C26: Someone tell me joke about herons, I lead an unexciting life waiting for her to ring back. Who is her you may ask? Educational secretary Ruth Kelly of course, I phoned to ask why she sounds like that green thingy that lives in a dustbin from Sesame Street

-----------------------------------------------------------------

How to get a Dalek to lay an egg & 33 other things to do with one, 28 of which are impossible even if you had an actual Dalek

Part two: The freaky deaky crap

Activity six: (This one involves popcorn (The cinema sweet brand) several lamp posts, a duck and some pudding (Any sort will do)

LIES! ALL LIES! LIES! Do you trust me? Thought not, you're right to! Now you believe not to trust me, good, you're learning! WHAT D'YOU MEAN YOU DON'T LEARN? WHY NOT? GO ON! TELL ME ELIJAH WOOD! Never has there been such an appropriate name for an actor. Anywhopagipalopagh, away from my enlightened visions about Elijah wood's death involving sheep and hundreds of tonnes of dynamite. On with the activity!

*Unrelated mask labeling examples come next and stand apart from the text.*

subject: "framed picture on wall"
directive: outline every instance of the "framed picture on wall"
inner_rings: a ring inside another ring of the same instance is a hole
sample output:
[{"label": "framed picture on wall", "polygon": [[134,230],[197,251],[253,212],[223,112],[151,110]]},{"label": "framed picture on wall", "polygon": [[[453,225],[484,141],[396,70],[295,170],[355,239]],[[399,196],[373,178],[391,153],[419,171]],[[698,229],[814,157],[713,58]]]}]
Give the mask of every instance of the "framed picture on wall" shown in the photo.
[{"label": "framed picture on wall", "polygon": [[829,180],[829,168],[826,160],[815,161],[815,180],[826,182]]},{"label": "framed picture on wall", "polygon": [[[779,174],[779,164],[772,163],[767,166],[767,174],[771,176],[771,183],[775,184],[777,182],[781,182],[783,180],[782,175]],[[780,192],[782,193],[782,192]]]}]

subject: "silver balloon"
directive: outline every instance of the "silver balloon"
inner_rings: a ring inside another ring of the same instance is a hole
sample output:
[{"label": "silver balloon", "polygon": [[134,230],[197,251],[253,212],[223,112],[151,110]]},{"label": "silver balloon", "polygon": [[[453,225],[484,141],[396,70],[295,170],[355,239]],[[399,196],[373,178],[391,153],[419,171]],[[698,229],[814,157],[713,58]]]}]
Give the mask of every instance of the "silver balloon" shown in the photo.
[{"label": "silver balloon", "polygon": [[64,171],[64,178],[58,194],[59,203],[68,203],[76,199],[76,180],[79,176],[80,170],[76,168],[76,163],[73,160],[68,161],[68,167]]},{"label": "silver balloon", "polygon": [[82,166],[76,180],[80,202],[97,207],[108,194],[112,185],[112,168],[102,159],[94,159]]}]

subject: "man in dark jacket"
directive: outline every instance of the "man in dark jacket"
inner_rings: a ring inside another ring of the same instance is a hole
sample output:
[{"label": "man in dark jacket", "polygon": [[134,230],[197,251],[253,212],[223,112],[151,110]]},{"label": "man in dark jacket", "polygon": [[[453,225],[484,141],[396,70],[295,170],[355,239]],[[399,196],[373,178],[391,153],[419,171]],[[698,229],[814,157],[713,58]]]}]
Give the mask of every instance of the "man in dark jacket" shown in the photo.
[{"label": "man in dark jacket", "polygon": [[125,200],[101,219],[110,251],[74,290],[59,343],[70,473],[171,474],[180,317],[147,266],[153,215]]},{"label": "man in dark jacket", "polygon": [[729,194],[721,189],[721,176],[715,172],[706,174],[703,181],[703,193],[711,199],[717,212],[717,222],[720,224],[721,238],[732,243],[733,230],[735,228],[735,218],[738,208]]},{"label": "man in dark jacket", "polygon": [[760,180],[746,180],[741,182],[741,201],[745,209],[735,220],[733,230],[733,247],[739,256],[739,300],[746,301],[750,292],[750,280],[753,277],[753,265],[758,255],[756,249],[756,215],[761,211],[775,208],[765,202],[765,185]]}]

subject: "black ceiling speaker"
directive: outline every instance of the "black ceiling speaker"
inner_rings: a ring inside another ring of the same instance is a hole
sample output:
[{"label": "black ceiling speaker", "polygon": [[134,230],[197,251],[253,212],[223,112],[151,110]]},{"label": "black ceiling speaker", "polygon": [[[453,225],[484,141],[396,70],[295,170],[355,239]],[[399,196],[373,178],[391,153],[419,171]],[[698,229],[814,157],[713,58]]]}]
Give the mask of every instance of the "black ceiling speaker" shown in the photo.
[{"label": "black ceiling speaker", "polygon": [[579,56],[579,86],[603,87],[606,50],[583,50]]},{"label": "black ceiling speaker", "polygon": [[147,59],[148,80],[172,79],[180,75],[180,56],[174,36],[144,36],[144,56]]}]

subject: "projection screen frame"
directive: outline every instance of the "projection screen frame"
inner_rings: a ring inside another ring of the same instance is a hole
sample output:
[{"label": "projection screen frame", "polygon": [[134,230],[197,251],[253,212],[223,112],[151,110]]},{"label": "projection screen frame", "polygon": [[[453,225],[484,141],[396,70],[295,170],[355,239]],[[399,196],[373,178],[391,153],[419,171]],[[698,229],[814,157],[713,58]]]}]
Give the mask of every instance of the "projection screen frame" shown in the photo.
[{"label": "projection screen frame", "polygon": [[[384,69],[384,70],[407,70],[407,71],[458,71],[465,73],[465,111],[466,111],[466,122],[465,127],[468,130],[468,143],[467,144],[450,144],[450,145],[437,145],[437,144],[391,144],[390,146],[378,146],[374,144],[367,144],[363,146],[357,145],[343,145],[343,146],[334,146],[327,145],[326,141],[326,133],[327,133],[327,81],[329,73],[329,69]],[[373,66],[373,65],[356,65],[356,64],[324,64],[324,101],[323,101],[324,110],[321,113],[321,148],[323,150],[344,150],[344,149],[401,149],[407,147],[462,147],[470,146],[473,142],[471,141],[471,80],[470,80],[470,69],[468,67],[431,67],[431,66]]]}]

This time we will need the following pieces of crap: Will Young, several eggs, a blow torch, one of those freaky plastic gloves that doctors wear when performing operations on guinea pigs, concrete (I don't care where you get it from, if you do care where I get concrete from and want to know where I get concrete from, feel free to send countless questions and more to the email address I will not be providing at the end of the activity SO UP YOURS SUCKERS!) Cough…where were we? Oh yeah, twelve PC world sales assistants, giant worms and finally after all that your dalek. (Oh yeah, two spoons required for eating Elijah Wood's brains)

To start with stretch the plastic glove over the Dalek's eyestalk, it may yell a bit (I can't be bothered to insert a sound bite, you all know what crap a Dalek spouts when it can't see) once its calmed down in eleventy ten years time. After all that waiting by which you should have died, but you never know, you might get lucky. Take the Dalek to a quarry and chuck it in a ditch, then fill the ditch in with concrete (YOURSELF! I DON'T WANT SOME LAZY CENSORED GETTING AWAY WITH HIRING SOMEONE ELSE TO DO IT! YOU DO IT YOURSELF WITH A SPOON (the other you will need to eat Elijah wood's brains with) NOW WORK!) it may take several more centauries of slave labour we're putting you lucky people through. Once finished that will be that….

That activity was way too short.

Okay, as a continuation, in celebration of finally ridding yourself of the troublesome dalek for good, go and kidnap twelve PC world sales assistants and feed them to the giant worms very slowly while they ask you why the manager told you to do this.

Make sure to record their screams using a microphone if you can afford one after buying all that concrete (Or stealing it, depending on whether you're a cheapskate or not cough… my parents…cough) Play the scream to yourself for one whole millennium until you are fed up. So go and eat Elijah Wood's brains for a relaxing end to the activity.

END RESULT - -1097507640876/1234679754345678432367

BET YOU CAN'T READ THAT NUMBER OUT LOUD!

And now I leave you people with another glimpse into Dalek life

(Open onto "the X factor, the jumped up freak Simon Cowell is standing on stage, there are hundreds of Daleks in the audience)

Simon Cowell - Before you all get bored of me talking like the freak I am, here you have dalek#1

Dalek#1 – Thank you. I have spent my life exterminating mean, women, children, fashion designers, politicians, and now I'd like to exterminate a famous song

Audience – OH NO!

Dalek#1 – is this the real life, is this just fantasy

Audience – Kill him now!

Dalek#1 – Erm… stuck in the middle with you

Audience – Exterminate!

Thank you for having patience to read such a crappy chapter, but I'm running low on ideas, thank you, you hateful people and good outnike to you.